I’ve never “escaped” into games for long stretches. I’ve never lived in an MMORPG or spend six hours straight submerged in a game because I love game world so much. I’ve never felt that kind of devotion for any game world.
That’s not to say I don’t appreciate a fantastic and well crafted game world. I love spending time on the Citadel in Mass Effect. I just started The Witcher 2 and I am enjoying my time exploring Temeria. It doesn’t have to be a giant open world either. I was just as receptive to the linear paths through Journey and Brothers: A Tale of Two Sons.
Recreation of real life locales have their own set of draws for me. I like to see what liberties designers take on well known cities. I’ve never been to New York City but thanks to Grand Theft Auto IV and other media, I have a pretty good understanding of that city’s layout.
I’ve seen video game depictions of Tokyo’s red light district through the Yakuza titles. And the neon lights of Hong Kong have convinced me that I should go check out the real thing. But there are cities that are simply impossible to visit. I cannot visit 1950s Los Angeles in real life but I can spend a couple of hours driving through the burgeoning downtown core.
Videogames are the closest thing to Star Trek’s holodeck and as technology improves, so will the capabilities to immerse ourselves in these worlds. Some may succumb to holo-addiction but not all of us. Some of us just enjoy the ability to visit other places without the hassle of luggage and pat downs.
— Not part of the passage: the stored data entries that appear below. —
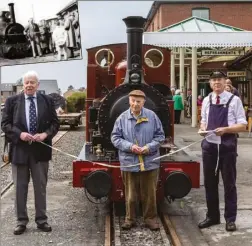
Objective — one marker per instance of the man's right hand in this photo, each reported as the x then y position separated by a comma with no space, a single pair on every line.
25,136
136,149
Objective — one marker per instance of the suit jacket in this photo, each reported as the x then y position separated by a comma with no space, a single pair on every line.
14,122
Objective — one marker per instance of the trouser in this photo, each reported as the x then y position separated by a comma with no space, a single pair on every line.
36,44
61,50
143,183
21,178
227,166
177,116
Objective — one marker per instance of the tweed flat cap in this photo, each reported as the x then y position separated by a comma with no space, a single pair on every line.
217,74
137,93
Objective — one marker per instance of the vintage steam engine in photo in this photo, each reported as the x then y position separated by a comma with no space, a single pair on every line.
108,87
13,41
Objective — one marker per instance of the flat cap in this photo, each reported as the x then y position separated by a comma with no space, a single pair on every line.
217,74
137,93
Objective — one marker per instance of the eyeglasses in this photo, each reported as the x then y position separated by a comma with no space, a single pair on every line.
218,73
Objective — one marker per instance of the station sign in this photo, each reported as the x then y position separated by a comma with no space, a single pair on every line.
203,76
236,74
222,52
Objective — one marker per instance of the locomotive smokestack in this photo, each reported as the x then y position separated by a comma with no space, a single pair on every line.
135,25
12,12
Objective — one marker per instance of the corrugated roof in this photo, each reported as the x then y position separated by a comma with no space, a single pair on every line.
156,4
197,24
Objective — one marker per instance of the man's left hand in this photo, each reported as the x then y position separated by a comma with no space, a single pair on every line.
39,137
220,131
144,150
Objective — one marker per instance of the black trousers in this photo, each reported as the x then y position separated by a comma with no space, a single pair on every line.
177,116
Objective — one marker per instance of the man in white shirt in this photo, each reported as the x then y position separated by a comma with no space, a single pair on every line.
222,112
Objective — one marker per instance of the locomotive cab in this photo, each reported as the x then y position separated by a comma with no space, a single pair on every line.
97,168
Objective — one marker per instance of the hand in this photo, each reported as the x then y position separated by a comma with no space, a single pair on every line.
202,128
25,136
144,150
220,131
136,149
39,137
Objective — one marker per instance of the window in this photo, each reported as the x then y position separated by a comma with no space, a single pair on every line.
201,13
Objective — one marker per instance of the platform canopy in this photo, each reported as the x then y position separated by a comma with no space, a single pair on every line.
197,32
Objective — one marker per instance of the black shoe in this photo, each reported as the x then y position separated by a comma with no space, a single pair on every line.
208,222
20,229
230,226
44,227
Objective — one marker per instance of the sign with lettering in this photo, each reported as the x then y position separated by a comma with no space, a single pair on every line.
236,73
222,52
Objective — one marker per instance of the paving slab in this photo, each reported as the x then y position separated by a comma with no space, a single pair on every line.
72,220
195,200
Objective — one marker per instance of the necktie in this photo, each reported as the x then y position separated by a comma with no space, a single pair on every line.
218,100
32,116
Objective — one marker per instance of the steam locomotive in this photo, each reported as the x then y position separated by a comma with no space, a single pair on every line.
13,42
110,79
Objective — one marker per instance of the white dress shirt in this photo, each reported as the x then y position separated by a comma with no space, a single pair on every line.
27,108
236,113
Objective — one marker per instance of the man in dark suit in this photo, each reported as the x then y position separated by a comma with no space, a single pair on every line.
28,119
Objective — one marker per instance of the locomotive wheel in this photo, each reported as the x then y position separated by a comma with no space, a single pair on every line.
14,34
117,101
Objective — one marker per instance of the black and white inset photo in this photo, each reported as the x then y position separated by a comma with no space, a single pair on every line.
33,31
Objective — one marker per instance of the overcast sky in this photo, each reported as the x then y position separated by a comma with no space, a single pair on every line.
100,23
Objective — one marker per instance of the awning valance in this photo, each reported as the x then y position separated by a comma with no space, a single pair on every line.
198,39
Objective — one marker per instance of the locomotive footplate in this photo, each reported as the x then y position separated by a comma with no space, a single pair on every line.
178,175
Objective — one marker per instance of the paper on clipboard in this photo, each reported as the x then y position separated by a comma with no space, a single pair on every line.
211,131
211,137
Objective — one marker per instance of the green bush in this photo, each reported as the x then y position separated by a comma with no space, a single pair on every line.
76,102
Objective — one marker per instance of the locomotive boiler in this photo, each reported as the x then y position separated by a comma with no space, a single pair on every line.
97,167
13,42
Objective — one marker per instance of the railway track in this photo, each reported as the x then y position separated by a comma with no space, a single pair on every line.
115,236
58,136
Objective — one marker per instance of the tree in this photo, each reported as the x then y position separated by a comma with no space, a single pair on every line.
70,87
76,102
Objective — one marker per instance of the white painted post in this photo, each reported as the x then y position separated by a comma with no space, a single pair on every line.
172,68
182,77
194,87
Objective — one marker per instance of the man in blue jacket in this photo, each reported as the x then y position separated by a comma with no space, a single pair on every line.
138,134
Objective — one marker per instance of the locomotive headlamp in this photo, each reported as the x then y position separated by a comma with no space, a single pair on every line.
135,78
98,183
177,185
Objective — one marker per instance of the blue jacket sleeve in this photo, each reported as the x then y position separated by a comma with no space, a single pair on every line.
12,132
158,137
117,137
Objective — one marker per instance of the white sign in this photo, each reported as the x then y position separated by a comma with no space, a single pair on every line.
236,74
222,52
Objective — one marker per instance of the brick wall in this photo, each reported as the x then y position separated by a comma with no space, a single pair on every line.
233,14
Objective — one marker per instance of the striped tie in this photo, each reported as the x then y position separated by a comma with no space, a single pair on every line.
32,116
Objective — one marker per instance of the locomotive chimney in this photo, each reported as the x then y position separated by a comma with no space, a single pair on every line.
12,12
135,25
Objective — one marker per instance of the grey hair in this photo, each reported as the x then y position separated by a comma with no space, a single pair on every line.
30,74
177,92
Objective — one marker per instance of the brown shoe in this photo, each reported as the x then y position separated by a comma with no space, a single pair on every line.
152,225
128,225
230,226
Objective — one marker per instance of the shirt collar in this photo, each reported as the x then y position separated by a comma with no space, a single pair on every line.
131,116
35,96
222,95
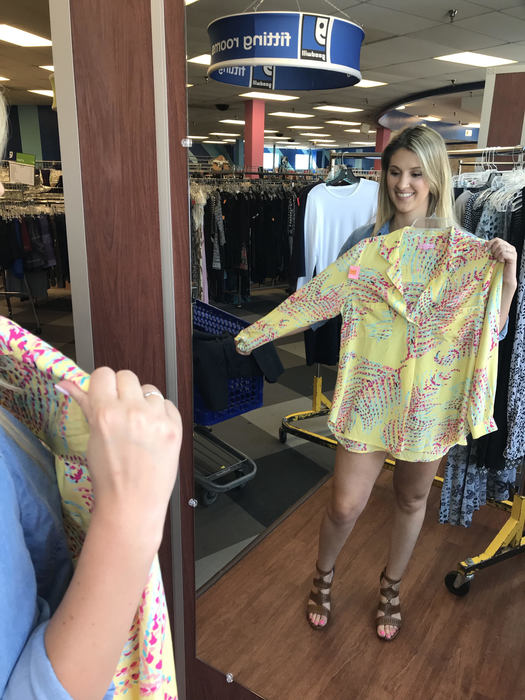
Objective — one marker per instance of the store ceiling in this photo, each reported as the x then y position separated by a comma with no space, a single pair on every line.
401,39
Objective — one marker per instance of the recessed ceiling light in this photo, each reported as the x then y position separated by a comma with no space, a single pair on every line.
204,59
369,83
343,123
17,36
291,115
335,108
268,96
469,58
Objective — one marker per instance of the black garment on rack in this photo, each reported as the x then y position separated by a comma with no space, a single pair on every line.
215,360
322,345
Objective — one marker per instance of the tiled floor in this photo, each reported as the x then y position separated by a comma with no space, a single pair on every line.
286,473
I finished Outlast and Donkey Kong Country Returns. I’ve written up my thoughts on the Wii title and will scribble out something for Outlast later this week.
In the meantime I’ve given up on Battlefield 4 until they fix the net code and started The Witcher 2 on PC. I’m enjoying it more than the first Witcher game. I wish there was more finesse was applied to the art direction though. Everything is a bit too striking and not everything meshes well with each other.